CHILDREN brought up in religious homes are more selfish than friends who are brought up in non-religious households, a new study has reported.
The report “The Negative Association between Religiousness and Children’s Altruism Across the World”has been published by the journal Current Biology.
Academics from seven universities around the world studied the responses of almost 1200 children from countries including the United States, Canada, Turkey, and China — but not the UK. They were looking to see whether the children’s religious upbringing had an effect on their altruism. All the children were aged between five and 12, and represented all the main faiths, and those of no faith.
Researchers tested children’s altruism by giving them stickers, and then telling them that there were not enough to go round, to see if they would share with classmates.
They also tested children’s responses to seeing acts of meanness and bullying on screen, and observed that children from religious homes were in favour of harsher punishments for such actions than children from non-religious homes.

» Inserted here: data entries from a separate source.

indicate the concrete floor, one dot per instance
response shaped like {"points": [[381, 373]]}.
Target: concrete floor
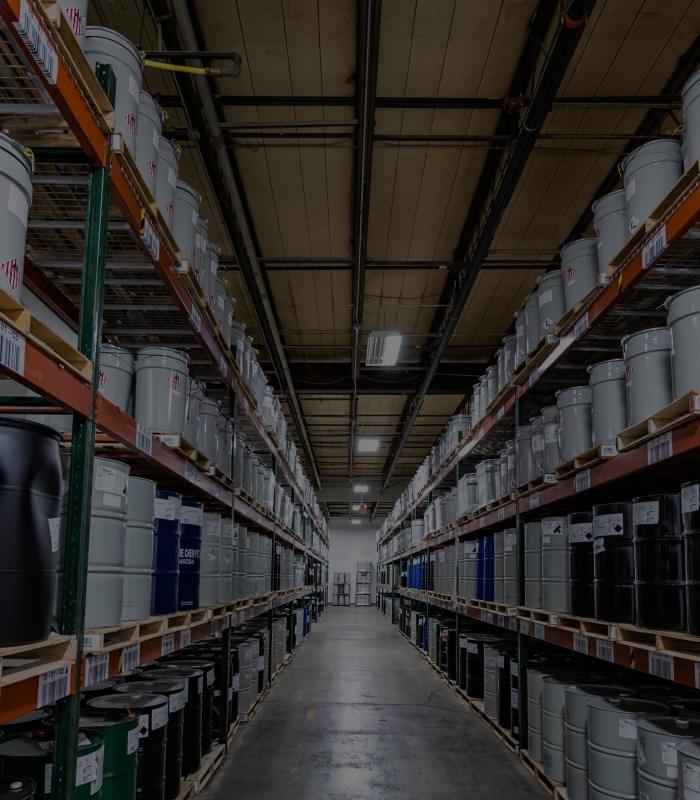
{"points": [[359, 715]]}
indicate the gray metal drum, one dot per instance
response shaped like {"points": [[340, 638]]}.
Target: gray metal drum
{"points": [[116, 375], [75, 12], [105, 46], [523, 453], [609, 400], [612, 745], [575, 422], [550, 435], [610, 223], [166, 180], [657, 759], [161, 389], [691, 117], [688, 771], [684, 329], [551, 301], [206, 433], [16, 198], [148, 140], [650, 172], [185, 218], [579, 267], [576, 702], [532, 322], [647, 357]]}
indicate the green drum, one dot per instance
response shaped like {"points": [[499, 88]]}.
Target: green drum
{"points": [[31, 755], [120, 730]]}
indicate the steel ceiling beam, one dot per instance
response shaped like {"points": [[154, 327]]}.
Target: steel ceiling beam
{"points": [[499, 183], [367, 60]]}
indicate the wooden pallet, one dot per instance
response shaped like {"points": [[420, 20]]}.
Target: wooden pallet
{"points": [[210, 763], [668, 418], [14, 314]]}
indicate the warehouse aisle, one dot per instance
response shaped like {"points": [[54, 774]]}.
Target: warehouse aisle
{"points": [[359, 715]]}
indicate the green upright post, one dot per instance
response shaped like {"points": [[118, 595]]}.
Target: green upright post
{"points": [[75, 552]]}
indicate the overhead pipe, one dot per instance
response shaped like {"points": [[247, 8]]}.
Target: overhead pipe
{"points": [[272, 336], [558, 59]]}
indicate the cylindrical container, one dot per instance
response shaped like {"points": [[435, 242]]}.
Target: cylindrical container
{"points": [[166, 180], [659, 562], [575, 422], [166, 552], [684, 329], [161, 389], [106, 46], [609, 400], [185, 218], [16, 197], [576, 703], [612, 745], [551, 301], [647, 357], [657, 759], [174, 690], [120, 728], [550, 435], [151, 713], [613, 562], [579, 267], [610, 223], [148, 140], [650, 172], [581, 575], [30, 498], [116, 375]]}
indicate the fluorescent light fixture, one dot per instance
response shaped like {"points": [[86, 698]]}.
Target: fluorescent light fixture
{"points": [[383, 348]]}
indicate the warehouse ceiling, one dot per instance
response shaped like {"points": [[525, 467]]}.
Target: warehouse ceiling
{"points": [[365, 140]]}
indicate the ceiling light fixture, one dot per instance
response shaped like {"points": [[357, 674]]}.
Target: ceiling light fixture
{"points": [[383, 349]]}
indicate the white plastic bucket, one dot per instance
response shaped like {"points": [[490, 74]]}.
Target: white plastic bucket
{"points": [[148, 139], [609, 400], [16, 198], [647, 357], [650, 172], [161, 389], [610, 223], [105, 46], [166, 180], [116, 375], [579, 266]]}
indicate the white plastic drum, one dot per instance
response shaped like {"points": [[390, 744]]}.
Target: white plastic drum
{"points": [[105, 46]]}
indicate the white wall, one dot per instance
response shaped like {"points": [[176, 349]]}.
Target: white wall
{"points": [[348, 545]]}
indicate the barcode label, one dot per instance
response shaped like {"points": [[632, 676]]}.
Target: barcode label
{"points": [[653, 248], [131, 656], [660, 448], [168, 644], [582, 480], [150, 239], [37, 41], [96, 669], [604, 650], [144, 439], [53, 686], [581, 326], [12, 349], [661, 665]]}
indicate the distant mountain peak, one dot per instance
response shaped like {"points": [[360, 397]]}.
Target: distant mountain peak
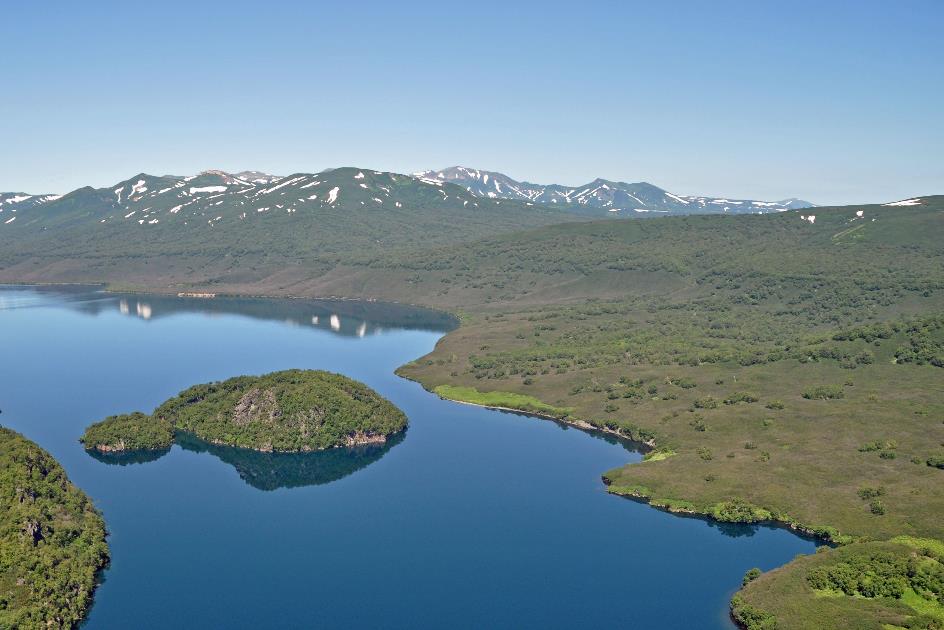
{"points": [[615, 198]]}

Researchers said that their findings contradicted the commonly accepted view that religion had a positive effect on moral behaviour. In fact, they said, the evidence suggested that children from non-religious backgrounds were more generous and forgiving than those with faith backgrounds, and that the older a child grew, and the longer he or she had spent in a religious home, the stronger the link with selfishness became.
The authors concluded: “Children from households identifying as either of the two major world religions — Christianity and Islam — were less altruistic than children from non-religious households. [They] contradict the common-sense and popular assumption that children from religious households are more altruistic and kind towards others.”
More generally, they said, the research supported “the idea that the secularisation of moral discourse will not reduce human kindness — in fact, it will do just the opposite.”
Keith Porteous Wood, of the National Secular Society, welcomed the study as going “some way to undoing the idea that religious ethics are innately superior to the secular outlook”.